Neither thought of remarrying. The very thought felt like a betrayal to their fallen loved ones. A betrayal to the vows they made. Their futures had been cut short by the vile and unfairness of the mending country. Even their first gathering was less than fortunate. And upon every gathering after such, they maintained the stale tone and coerced politeness, there seemed to be no bitterness or ill-will meant from either party.
Still, with both living with such a short distance from one another, it was only the passing of time until they met throughout their days. Their banter was short; often resulting in one party outwitting the other. A few stolen glances whilst one party was unaware; often taken upon a chance sighting. And a brief moment of physical contact; a brushing of the hands, a protective arm. Rarer even more than a chanced glance.
Their brief, outwitting conversations became frequent, even premeditated. Often taking place before the workday or after the setting of the sun. Conversations itself evolved; England, Mississippi, the railroad. The stolen glances of the brief moment of sight grew. No longer were there days of lapsing sights. No longer were the glances brief, or unseen by either party. No longer did their hands meet by accident. Their hands met out of fondness. When he walked her to her tent, or brushed a wary lock of golden curl from her face.
He found his anger toward the Yankee's lessened; his vengeance fleeting. His coarse mannerism toward his fellow workers and men seemingly relieved, to an extent. His gun hand only moved out of protection, no longer out of rage. His nightly visits to the saloon had dwindled to a weekly visit, if he desired. The scorch of the whiskey's touch had all but vanished from his memories. He even discovered a smile. Laughter even dared to find him.

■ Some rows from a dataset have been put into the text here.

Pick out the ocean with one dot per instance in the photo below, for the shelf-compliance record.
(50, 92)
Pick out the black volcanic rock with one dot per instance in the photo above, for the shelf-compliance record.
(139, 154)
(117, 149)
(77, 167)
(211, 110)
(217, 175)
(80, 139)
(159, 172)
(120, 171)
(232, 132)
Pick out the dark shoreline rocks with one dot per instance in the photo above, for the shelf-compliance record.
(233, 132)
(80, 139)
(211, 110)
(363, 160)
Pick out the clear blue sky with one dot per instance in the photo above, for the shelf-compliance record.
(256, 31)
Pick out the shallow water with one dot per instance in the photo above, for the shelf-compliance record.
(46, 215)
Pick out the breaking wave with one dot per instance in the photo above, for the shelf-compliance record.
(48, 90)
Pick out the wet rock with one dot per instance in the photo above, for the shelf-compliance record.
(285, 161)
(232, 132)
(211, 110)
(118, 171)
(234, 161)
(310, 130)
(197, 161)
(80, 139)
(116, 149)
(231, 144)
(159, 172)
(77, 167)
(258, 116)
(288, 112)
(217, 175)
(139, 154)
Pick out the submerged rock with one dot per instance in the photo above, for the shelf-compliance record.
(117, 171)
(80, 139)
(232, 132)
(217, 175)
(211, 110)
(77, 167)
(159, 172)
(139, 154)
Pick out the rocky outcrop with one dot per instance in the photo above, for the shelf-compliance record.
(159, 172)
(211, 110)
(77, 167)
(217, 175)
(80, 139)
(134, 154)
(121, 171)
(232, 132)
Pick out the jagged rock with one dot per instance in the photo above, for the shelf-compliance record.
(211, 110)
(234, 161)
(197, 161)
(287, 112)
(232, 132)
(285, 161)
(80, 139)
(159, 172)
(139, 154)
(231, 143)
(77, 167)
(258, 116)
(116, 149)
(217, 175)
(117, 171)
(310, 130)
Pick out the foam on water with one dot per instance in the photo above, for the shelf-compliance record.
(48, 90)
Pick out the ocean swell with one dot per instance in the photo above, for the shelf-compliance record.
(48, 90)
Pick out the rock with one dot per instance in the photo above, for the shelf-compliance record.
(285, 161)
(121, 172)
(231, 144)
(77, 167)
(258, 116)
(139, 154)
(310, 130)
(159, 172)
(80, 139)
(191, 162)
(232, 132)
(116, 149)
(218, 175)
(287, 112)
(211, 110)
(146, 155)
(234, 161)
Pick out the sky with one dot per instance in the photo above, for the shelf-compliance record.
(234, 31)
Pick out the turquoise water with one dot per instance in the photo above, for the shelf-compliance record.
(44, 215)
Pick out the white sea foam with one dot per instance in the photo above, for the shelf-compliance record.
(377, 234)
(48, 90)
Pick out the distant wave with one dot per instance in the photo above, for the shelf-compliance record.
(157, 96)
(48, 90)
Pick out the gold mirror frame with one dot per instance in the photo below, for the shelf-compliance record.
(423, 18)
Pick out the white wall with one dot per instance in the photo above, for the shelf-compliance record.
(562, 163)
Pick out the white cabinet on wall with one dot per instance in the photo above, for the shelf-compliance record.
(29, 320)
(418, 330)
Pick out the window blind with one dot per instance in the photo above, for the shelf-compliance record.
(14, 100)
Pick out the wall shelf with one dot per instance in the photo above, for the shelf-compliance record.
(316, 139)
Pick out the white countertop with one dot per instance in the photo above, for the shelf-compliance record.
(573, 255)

Her harbored bitterness toward the Indians seemingly melted away. Her chest felt light with every breath she took; a gift she treasured. Nightmares that had plagues her sleep plagued her no longer. She often found herself walking around the camp, unconsciously walking toward his post if only to catch a momentary glance. She no longer forced herself to smile as she moved through the camp. And her newfound laughter seemed to drain all vulgarity and barbarities of the camp.
They had both seen their fair shares of death. Far too much for both lifetimes, and still far more left to see. They had allowed themselves to be consumed by their pain, their vengeance, to fully see the gift they'd been granted. A second chance that came about by tragedy. Yet in the midst of their pain, their bitterness, they still found one another. No, neither one ever thought of remarrying. But they did.